Parle-G is, by units sold, the highest-selling biscuit brand in the world. It sells for ₹5. It has not had a celebrity-led ad campaign in two decades. Premium competitors with bigger marketing budgets have launched, scaled and quietly faded around it. And yet it continues to grow.
The story people tell is the wrong one
The story most people tell about Parle-G is about pricing — "they kept it at ₹5". That is the smallest part of the answer. The real moat is distribution density. Parle-G is in the deepest village in Bihar, in the smallest kirana in interior Karnataka, in the shop next to the bus stop in Vidarbha. Its distributor network is not a network. It is a system. Margins are protected. Stock-outs are unforgiving. Replenishment is daily.
Most of the moat is not the product.
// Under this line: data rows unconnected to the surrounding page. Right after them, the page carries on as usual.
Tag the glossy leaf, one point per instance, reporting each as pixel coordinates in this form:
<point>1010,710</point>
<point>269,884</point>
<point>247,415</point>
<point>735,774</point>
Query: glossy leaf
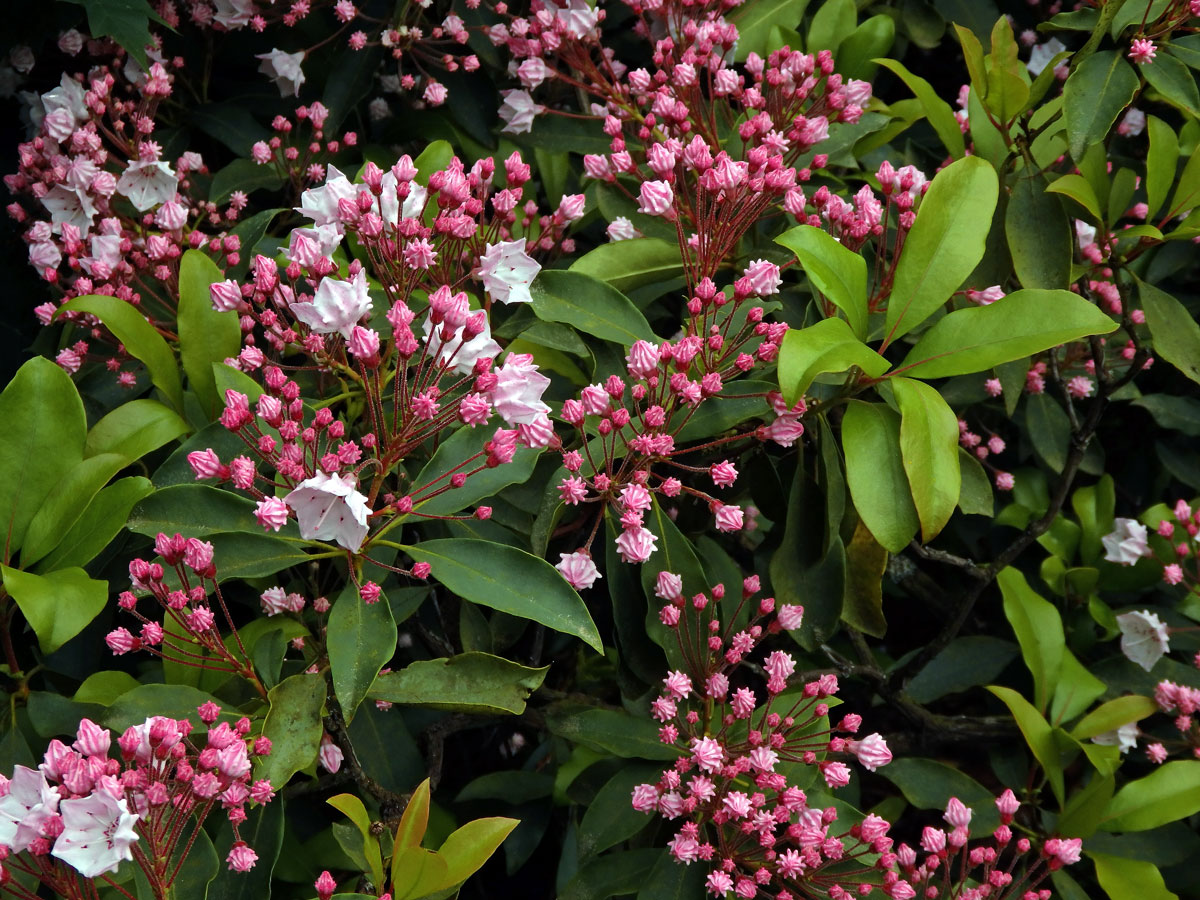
<point>58,605</point>
<point>1175,331</point>
<point>1018,325</point>
<point>1039,235</point>
<point>141,340</point>
<point>360,639</point>
<point>509,580</point>
<point>205,336</point>
<point>1095,95</point>
<point>1038,628</point>
<point>937,111</point>
<point>631,263</point>
<point>591,305</point>
<point>133,430</point>
<point>467,683</point>
<point>875,473</point>
<point>929,447</point>
<point>294,727</point>
<point>43,436</point>
<point>837,271</point>
<point>828,346</point>
<point>945,245</point>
Most of the moat is the channel discipline behind it.
What an SME should take from it
For an SME manufacturer the takeaway is uncomfortable: most of the moat is not the product. Most of the moat is the channel discipline behind it. Premium SKUs, beautiful packaging and great recipes are necessary but they are not sufficient. The Indian FMCG market is won outlet by outlet, day by day, scheme by scheme. The companies that treat distributor management as core engineering — not afterthought — are the companies that outlast their better-funded competitors.
If you are an FMCG founder, the most important hire of the next twelve months is probably not a CMO. It is probably your head of trade marketing.